Maka aku memasukkan barang-barang yang tidak perlu. Melipat selimut dan seprai untuk kumasukkan ke laundry bag. Menyortir baju-baju kotor yang tidak sempat kucuci selama UTS mana saja yang harus ku-laundry dan mana yang harus ikut pulang bersamaku. Hingga saat aku sadar apa saja yang baru kulakukan, tasku sudah membengkak. Ditambah satu handbag. Berisi hal-hal yang tidak penting. Bersiap mendapat omelan dari ummi; Repot! Bawaannya pasti banyak. Nggak penting. Capek sendiri, ngeluh sendiri. Ah, peduli amat! Aku sedang tidak bisa berpikir jernih.

Hingga bus jurusan Solo - Semarang mengikutsertakanku dalam perjalanan mereka.
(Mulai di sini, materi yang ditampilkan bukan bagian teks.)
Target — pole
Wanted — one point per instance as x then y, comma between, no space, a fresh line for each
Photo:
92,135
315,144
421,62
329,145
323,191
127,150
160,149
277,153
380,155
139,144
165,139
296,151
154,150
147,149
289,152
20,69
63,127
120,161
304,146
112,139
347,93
Melarutkan banyak pertanyaanku untuk apa kepulanganku kali ini. Aku pasti masih bisa melakukan banyak hal lain. Seperti melihat keponakan baruku, misalnya. Yusuf … siapa namanya? Reyhan Yusuf … ah, ingatanku buruk sekali! Tapi mengingat keponakan baru itu saja sudah bisa membuatku tersenyum puas dan dadaku mekar. Aku jadi teringat saat aku mengeluhkan pada seorang teman, apa yang harus kuberikan pada keponakan baruku itu. Dia menjawab sesuatu yang mainstream dan aku selalu menyelanya. Harus sesuatu yang spesial! Akhirnya, dia memutuskan agar aku memberi keponakan baruku seorang teman. BAM! Apa artinya aku harus memungut bayi kucing? Atau bagaimana?

Di jalan, aku berpikir aku masih bisa menghabiskan libur ini di pantai. Atau pergi ke sebuah air terjun terdekat dengan daerahku. Rasa-rasanya aku tidak tahan dan ingin sekali menghubungi teman-teman SMA. Tapi akhirnya aku mengurungkan niat itu. Mereka pasti sedang sibuk. Sibuk bekerja. Sibuk menyelesaikan semester akhir kuliahnya. Dan tidak sempat mengurusi hal remeh sepertiku. Maka aku membiarkan bus terus melaju. Membawaku pada skenario hidup yang lain.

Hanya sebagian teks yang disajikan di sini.